As part of its retirement plan, Boeing would “match dollar-for-dollar up to 10 percent of base and incentive pay, while the company also promised to make a special contribution of 2 percent in 2023 and 2024,” according to the Post-Dispatch.
The union previously said Boeing “has offered subpar GWI’s (general wage increases), no change in wage progression, and takeaways in the 401k.”
The Epoch Times has contacted Boeing for comment.
Boeing came under fire last year after telling workers they must be vaccinated against COVID-19, prompting protests in Washington State.
The company also has had a turbulent few years which saw a number of crashes, including a Boeing 737 operated by Indonesian airline Lion Air, which crashed 13 minutes after departure in 2018. All 189 people aboard the plane were killed.
Another 157 people died in 2019 when a 737 operated by Ethiopian Airlines crashed shortly after takeoff.
Shortly after that crash, all 737 MAX airplanes were temporarily grounded in the United States.

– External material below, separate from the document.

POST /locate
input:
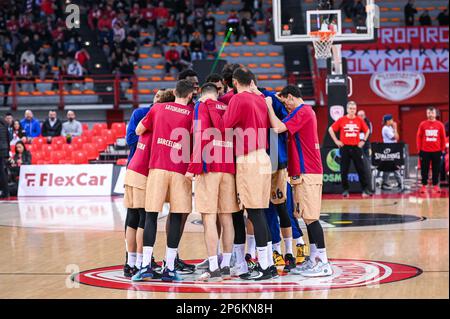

In March 2022, a Boeing 737-800 airplane, operated by China Eastern Airlines, crashed in southern China with 132 people on board.
Earlier this year, Boeing reported a $1.2 billion loss in the first quarter. However, the company announced last week that Delta Air Lines had ordered 100 of its 737 MAX 10 airplanes, worth around $13.5 billion at list prices.
“This is a huge testament to the value of the MAX,” said Ihssane Mounir, Boeing senior vice president of commercial sales and marketing, after the announcement. “What an endorsement from a world-class airline.”